Retired Air Force Maj. David Stuckenber­g wrote in a 2015 paper that a high-altitude balloon would be an ideal platform for delivering such a weapon.

Retired Gen. Jack Keane, former vice chief of staff of the Army, told Fox News: “China is using these balloons, relatively low technology, to probe and to find where U.S. surveillan­ce systems are and where the U.S. is vulnerable. And they know if they’re not detected because there’s no aircraft up, there’s no jamming of their system, and they say, ‘OK, this a path we can follow with our advanced technology’ — not with a balloon to deliver a weapon, but with a supersonic machine that can deliver a weapon.”

This was no benign incident. Worse, there had been previous incidents, including three during the Trump administra­tion — though apparently they weren’t detected at the time “It’s my responsibi­lity to detect threats to North America,” said Gen. Glen VanHerck, head of U.S. Northern Command.

“I will tell you that we did not detect those threats. That’s a domain awareness gap that we have to figure out.”
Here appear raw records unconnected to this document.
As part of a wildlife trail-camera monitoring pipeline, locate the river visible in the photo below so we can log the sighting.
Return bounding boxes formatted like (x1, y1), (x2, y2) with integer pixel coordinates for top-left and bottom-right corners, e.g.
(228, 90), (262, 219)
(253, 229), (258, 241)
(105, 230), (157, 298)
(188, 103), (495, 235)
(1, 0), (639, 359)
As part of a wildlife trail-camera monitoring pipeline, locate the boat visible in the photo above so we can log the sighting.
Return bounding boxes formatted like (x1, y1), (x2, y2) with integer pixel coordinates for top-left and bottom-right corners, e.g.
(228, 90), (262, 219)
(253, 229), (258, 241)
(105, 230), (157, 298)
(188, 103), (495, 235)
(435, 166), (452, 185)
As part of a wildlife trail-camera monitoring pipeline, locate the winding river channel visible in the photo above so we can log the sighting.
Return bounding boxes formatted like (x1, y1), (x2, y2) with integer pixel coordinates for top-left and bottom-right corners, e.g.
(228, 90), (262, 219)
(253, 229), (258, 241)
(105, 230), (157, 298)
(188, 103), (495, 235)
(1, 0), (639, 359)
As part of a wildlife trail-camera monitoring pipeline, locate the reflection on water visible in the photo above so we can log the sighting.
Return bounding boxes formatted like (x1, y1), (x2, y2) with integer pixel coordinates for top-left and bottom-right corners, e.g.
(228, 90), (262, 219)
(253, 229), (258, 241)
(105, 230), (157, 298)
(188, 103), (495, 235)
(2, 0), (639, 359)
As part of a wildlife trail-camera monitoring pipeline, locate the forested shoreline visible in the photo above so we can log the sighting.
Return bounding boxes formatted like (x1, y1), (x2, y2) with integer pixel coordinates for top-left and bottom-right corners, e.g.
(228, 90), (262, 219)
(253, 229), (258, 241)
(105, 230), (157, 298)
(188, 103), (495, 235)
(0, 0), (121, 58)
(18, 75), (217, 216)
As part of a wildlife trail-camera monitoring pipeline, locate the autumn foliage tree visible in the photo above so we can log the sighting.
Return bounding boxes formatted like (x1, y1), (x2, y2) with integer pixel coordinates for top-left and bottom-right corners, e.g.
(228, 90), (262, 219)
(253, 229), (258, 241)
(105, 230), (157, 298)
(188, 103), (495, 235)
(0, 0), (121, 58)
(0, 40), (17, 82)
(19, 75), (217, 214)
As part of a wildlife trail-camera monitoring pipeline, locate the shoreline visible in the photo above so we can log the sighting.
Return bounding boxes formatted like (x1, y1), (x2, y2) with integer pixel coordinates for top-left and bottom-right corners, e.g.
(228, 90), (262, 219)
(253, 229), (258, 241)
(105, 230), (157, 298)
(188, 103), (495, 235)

How on earth did we miss a slow-moving, 200-foot-tall balloon — the size of a 20-story building? This time we did detect the Chinese craft before it entered U.S. airspace yet did not stop it.

Instead of shooting down the ship before it entered our territory, Biden let it hover over our country for a week, before finally shooting it down. One wonders whether he would have done even that if someone in Montana had not spotted it

“This is a bold move, to do this, to enter into our sovereign airspace and with a spy balloon,” said Rep. Mike Gallagher, chairman of the House Select Commitee on China. They just calculated that they could get away with it.

What else do they think they can get away with?”

Biden did not address any of those concerns Tuesday night. He didn’t even try. But at least he’s laser-focused on protecting us from resort fees.